Sunday, February 04, 2007

My Dad is better than your Dad.

Family winter weekend '07. My oh so cute father, Mr. Scutt decided to start a band. He grabbed his best friend, his entire family, a fender stratocaster and backing tracks of Harrison and mcCartney and played live at a lounge in M-i-s-s-i-s-s-a-u-g-a on Saturday night. Sure there were 10 other bands playing similar songs and you only got 20 min of fame (which, might I add is 5 higher than your standard 15) but for a brief while, The cleverly named "Chris Scutt band" was in the spotlight and the smile on him was literally, ear to ear.

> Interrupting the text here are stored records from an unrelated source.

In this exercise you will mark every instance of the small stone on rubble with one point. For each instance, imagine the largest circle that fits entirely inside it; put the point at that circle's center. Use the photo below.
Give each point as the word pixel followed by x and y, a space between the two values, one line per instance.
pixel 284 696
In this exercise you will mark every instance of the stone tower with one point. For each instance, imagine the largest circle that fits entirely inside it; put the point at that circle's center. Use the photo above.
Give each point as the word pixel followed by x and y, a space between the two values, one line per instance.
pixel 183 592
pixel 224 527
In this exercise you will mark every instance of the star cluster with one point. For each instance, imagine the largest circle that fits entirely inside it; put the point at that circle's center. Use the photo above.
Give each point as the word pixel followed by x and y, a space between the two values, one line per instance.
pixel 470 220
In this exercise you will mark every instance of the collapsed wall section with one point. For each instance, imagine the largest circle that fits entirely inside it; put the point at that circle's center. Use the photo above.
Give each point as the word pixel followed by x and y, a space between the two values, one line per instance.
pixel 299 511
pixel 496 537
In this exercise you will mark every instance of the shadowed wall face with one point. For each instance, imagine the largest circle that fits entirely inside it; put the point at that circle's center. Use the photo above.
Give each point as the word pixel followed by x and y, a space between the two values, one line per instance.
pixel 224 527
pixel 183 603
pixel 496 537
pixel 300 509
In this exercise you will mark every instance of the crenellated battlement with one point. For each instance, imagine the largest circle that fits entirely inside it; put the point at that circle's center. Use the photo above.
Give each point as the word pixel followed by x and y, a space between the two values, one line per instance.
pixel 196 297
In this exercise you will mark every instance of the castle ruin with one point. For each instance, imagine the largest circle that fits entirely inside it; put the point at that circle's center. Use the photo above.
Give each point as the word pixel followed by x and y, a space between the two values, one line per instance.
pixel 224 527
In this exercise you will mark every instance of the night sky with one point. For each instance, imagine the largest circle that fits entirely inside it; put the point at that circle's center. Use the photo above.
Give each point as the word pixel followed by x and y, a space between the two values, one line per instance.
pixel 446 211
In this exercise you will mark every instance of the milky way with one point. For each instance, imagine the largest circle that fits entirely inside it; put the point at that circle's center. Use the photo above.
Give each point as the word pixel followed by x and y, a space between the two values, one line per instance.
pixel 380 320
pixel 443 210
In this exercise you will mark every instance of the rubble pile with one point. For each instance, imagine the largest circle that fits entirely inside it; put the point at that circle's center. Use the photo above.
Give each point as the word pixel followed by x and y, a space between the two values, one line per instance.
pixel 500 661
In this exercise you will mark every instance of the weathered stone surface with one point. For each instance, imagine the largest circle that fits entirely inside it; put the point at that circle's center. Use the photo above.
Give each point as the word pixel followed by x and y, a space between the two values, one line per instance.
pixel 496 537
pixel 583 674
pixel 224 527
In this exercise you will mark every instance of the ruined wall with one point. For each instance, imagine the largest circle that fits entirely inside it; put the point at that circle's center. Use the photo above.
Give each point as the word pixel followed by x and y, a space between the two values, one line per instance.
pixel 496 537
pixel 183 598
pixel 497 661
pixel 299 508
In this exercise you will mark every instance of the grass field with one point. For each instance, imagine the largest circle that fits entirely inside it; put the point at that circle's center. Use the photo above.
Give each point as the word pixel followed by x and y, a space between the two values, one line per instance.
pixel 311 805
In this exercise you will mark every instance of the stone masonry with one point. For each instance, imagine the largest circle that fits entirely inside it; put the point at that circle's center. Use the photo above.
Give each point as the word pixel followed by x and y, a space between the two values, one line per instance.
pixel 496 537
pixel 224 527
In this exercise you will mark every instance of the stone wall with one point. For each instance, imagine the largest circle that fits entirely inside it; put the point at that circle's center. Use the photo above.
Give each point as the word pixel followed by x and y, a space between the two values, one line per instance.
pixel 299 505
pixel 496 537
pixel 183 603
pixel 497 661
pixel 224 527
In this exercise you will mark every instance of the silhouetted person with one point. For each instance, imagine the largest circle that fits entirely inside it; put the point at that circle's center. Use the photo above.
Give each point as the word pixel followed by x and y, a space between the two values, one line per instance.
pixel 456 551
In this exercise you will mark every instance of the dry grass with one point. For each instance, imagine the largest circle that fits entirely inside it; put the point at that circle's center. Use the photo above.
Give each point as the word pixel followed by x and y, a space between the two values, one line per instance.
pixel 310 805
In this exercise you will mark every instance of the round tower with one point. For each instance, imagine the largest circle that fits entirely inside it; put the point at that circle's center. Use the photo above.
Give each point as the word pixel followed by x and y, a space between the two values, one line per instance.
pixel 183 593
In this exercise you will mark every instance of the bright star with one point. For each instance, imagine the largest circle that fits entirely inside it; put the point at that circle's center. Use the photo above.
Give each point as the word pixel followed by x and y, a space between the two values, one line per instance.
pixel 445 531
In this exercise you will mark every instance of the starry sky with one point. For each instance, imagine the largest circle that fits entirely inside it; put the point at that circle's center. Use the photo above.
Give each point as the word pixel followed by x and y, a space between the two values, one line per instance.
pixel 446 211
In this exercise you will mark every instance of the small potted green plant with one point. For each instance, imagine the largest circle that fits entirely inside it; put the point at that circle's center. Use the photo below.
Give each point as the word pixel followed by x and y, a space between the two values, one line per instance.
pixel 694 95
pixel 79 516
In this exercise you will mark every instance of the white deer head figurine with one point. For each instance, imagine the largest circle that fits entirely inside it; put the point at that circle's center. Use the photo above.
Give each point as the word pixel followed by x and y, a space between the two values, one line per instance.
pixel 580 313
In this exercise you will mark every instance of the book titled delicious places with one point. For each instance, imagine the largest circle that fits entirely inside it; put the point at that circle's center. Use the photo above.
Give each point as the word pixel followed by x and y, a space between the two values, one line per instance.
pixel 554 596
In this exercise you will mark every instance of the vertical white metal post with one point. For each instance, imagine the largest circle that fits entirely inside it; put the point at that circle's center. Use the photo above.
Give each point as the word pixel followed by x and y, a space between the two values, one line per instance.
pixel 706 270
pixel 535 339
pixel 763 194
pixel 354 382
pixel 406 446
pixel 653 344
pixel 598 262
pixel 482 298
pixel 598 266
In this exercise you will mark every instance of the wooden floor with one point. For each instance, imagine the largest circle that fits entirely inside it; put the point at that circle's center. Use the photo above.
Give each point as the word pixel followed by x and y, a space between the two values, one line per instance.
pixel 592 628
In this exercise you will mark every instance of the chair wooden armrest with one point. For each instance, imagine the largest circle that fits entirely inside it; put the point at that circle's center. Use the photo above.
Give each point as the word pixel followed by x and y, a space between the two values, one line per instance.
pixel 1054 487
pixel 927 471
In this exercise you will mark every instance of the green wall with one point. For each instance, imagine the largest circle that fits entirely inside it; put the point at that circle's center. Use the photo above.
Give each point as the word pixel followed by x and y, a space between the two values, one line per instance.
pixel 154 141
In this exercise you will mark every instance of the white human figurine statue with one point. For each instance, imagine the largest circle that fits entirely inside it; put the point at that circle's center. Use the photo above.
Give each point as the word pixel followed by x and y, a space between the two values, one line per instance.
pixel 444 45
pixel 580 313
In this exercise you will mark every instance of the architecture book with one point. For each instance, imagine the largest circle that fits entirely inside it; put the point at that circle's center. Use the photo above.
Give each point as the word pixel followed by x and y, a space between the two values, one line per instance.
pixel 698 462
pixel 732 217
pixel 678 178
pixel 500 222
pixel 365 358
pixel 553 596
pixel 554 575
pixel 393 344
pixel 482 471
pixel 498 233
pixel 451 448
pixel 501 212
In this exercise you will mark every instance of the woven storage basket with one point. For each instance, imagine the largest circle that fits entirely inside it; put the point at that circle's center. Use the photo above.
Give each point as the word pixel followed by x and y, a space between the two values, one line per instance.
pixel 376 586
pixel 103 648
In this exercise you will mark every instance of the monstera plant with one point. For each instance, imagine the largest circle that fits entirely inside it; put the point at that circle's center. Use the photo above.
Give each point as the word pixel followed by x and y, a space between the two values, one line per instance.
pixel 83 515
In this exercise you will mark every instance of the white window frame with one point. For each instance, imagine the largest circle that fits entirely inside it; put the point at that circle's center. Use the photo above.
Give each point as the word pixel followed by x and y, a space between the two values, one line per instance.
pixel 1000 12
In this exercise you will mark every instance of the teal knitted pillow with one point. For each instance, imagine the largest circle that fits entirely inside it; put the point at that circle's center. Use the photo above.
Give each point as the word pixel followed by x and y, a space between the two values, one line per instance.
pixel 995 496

It was awesome. First of all, no one can play Clapton like Clapton; we are all aware of that, but my dad does while my guitar gently weeps some serious justice. Clemens blew his mind over the fact that our family's camera was 11 mega pixels and went all Ansel Adams for the 20 min they were on. My Sister brought her three kids and the baby played the drums fericiously on the linen tables during Grandpa's set. Mom became a frat boy and chugged back a bottle of beer then asked where "all da bitches were." I just marvelled in the entire experience around me.

When you are young (read: adolescent) you see your parents as these white-washed-slaves-to-the-man, boring people that you vow to not end up like. When your eyes are rimmed in black makeup and you're standing at smokers corner you find yourself angrily cursing Mom and Dad for not giving you the car this weekend. You see them as passionless and definately not understanding. They are a bother, a pylon in your way that you need to plow down in order to make sure you dont get sucked into their metaphorical vaccum of unoriginality. You decide your life, in that moment, will be 400 times more exciting then theirs.

Turns out, snobby adolescent scutt, they did have personalities (!) and they were alright. Dad and you can now converse about politics, religion and weather (weather? yes...weather. Mr. Scutt is borderline psychotically obsessed with weather) he plays guitar in ways that you can only dream about and he is the first person to pull out a bottle of red wine and get drunk with you. Mom has lost her nagging persona and starts to treat you like a real woman. She trades books with scutt (unfortunately they are usually Dr. Phils or his fuckface wife's current non ficton bestseller) and tells you that you still look "good in everything."

It appears that I am really starting to enjoy my family more than ever before. I see there coolness now and tend to stick up for them when they have scuttisms. Because really, I appreciate now that I am totally half my mom and half my dad, so if we grew up and continually thought our parents were oh-so-lame, that would just mean that you too, are lame? or something like that...I think I have made my point regardless.

I just wish they had taught me the beauty of not using run on sentences. But whatever, MY DAD can play Clapton.